About the book
HIGHLY ANTICIPATED OPRAH DAILY PICK FOR 2023
'Whether in high literary form or entertaining, page-turner mode, the man is simply incapable of writing a bad book' IAN WILLIAMS, GUARDIAN
'Whitehead has a talent for creating ambiguous, complex scenes that fix in your memory' EVENING STANDARD
'When he moves into a new genre, he keeps the bones but does his own decorating' WASHINGTON POST
From two-time Pulitzer Prize-winning author Colson Whitehead comes the thrilling and entertaining sequel to Harlem Shuffle
1971 - Trash is piled on the streets, crime is at a record high, and the city is careening towards bankruptcy. A shooting war has broken out between the NYPD and the Black Liberation Army. Ray Carney, furniture-store owner and ex fence, is trying to keep his head down, his business up, and his life on the straight and narrow. His only immediate need is Jackson 5 tickets for his daughter May, so what harm could it do to hit up Munson, his old police contact and fixer extraordinaire?

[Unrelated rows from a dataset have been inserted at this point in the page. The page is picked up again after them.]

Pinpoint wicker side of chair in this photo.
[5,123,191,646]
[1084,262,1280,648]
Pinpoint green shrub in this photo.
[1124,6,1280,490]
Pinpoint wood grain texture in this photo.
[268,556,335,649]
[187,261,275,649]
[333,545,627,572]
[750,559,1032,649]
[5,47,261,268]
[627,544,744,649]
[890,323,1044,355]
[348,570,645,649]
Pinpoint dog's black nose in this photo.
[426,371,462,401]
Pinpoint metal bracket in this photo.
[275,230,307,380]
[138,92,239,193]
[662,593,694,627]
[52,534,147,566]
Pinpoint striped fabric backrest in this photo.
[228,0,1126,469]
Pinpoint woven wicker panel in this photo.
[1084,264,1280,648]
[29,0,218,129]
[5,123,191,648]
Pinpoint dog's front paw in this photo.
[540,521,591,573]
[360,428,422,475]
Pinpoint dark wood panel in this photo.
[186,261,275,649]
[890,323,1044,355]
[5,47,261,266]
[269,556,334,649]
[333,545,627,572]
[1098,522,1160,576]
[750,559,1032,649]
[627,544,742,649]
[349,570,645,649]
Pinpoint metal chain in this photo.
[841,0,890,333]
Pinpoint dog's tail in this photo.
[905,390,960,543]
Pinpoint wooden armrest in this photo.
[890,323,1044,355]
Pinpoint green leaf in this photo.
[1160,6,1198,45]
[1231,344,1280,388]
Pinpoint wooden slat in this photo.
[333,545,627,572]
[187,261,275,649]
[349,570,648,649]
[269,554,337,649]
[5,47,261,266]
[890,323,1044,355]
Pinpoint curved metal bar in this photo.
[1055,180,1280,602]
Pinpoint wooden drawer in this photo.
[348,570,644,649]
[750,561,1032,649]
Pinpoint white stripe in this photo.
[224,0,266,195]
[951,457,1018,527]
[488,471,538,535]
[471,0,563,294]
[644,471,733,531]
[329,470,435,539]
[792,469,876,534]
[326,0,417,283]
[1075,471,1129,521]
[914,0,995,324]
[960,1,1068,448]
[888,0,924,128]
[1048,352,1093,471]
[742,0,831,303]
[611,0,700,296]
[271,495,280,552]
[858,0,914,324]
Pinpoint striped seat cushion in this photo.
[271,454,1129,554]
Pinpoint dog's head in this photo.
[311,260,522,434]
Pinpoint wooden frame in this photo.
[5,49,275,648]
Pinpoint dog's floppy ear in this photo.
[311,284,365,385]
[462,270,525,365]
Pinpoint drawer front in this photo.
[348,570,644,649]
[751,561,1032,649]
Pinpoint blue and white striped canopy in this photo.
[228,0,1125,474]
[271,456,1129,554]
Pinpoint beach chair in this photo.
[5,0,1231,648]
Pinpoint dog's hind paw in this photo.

And suddenly, staying out of the game becomes more complicated - and deadly. When one of Ray's tenants is badly injured in a fire, he enlists the enduringly violent Pepper to look into how it started, leading the duo to battle their way through a crumbling metropolis run by the shady, the violent and the utterly corrupt.
In scalpel-sharp prose and with unnerving clarity and wit, Colson Whitehead writes about a city that runs on cronyism, threats, ego, ambition, incompetence and even, sometimes, pride. Crook Manifesto is a kaleidoscopic portrait of Harlem, and a searching portrait of how families work in the face of indifference, chaos and hostility.